The expression on the face of Ravens fan Ken Foster of Bel Air, as the fourth-quarter clock ticked down on a 15-6 loss to the Indianapolis Colts, told the story of a disastrous season, highlighted by a record number of successive losses. "We didn't deserve to win," said Foster. The pain was exacerbated by a series of hairbreadth losses to some of the best teams in the NFL. The low points included a seeming game-winning field goal that bounced off the goal posts, in and out of the end zone and another last-second loss to the undefeated New England Patriots.

MURDER CITY

Photograph by Glenn Fawcett

With Baltimore's murder epidemic continuing, the Rev. Trudy Greene (second from left) of Mt. Olivet United Methodist Church and Patricia Harracksingh (third from left) of Gwyn Oak United Methodist Church bow their heads in prayer as they stood at the intersection of Denison Street and Clifton Avenue, where Neil Rather was murdered. They were attending a service hosted by John Wesley United Methodist Church to memorialize Baltimore residents killed in city violence. More than 150 United Methodist pastors and more than 200 guests gathered for the service and an unveiling of a strategy to combat the violence called "Hope for the City."

AN ADDICT REBORN

Photograph by Andre F. Chung

Irvin Feagin, a recovering Baltimore heroin addict, was photographed for a Sun series on the heroin substitute buprenorphrine, called "bupe." Irvin had been on heroin for 20 years and had spent much of that time sliding back and forth between jail and the street.
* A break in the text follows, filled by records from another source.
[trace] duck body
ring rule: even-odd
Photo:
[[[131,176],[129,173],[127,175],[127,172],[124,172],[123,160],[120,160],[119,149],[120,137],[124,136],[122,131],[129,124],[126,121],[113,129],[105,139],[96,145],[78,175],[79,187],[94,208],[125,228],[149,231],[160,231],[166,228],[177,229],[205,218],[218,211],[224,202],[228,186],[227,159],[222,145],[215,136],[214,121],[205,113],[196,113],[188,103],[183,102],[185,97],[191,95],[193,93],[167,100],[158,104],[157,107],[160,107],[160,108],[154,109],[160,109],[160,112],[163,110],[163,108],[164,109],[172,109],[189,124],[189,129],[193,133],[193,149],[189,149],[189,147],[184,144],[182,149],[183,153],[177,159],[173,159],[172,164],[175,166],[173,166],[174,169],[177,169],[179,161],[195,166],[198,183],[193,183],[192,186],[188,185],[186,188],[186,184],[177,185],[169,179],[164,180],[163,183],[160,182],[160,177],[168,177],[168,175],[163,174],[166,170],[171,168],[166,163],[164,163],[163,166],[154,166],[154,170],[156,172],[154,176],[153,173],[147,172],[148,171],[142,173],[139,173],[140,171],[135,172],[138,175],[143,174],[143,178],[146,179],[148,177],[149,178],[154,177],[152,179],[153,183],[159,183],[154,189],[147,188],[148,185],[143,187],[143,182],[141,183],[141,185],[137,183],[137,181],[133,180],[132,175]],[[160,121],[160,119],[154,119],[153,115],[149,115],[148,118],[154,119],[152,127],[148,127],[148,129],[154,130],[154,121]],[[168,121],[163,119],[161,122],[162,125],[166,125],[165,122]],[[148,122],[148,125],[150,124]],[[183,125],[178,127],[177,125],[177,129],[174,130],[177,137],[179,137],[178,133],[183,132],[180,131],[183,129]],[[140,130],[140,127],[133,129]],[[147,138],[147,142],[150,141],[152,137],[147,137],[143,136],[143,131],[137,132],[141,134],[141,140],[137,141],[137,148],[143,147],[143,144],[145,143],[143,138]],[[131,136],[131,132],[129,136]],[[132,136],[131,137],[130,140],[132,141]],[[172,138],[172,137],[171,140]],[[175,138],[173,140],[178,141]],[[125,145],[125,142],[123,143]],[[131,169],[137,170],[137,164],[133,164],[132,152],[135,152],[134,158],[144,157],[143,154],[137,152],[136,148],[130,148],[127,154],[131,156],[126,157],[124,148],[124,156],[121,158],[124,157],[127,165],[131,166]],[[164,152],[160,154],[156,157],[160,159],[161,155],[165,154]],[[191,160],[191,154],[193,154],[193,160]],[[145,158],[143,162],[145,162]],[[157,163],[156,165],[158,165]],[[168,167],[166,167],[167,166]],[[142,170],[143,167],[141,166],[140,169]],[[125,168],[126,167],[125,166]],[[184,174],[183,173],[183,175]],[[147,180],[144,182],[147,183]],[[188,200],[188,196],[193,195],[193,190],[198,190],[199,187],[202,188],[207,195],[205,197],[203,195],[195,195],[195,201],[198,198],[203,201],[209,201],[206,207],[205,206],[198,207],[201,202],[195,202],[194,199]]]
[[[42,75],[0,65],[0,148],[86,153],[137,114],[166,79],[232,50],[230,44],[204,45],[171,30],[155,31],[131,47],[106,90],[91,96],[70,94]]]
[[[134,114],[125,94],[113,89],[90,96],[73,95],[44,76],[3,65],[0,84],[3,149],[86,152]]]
The bupe had helped him stay clean long enough to begin repairing his life, and he was optimistic about the future for the first time in a long time. "I really love this photo because both the 20 years of pain and the new determination are present in his gaze," said Chung. "He looks like a man reborn."

DIAMONDBACK POWER

Photograph by Barbara Haddock Taylor

A pair of Maryland diamondback terrapins stole the show in April when legislation aimed at protecting their habitat was signed by Gov. Martin O'Malley. O'Malley was clearly savoring the moment as he and the terrapins mugged for the camera and legislative leaders including House Speaker Michael Busch (right) and Senate President Thomas V. Mike Miller got into the moment. For a photographer assigned to a potentially mundane bill signing, the event turned into a surprising delight. "I've always enjoyed covering the Maryland legislature because you never now what might happen," said Haddock Taylor.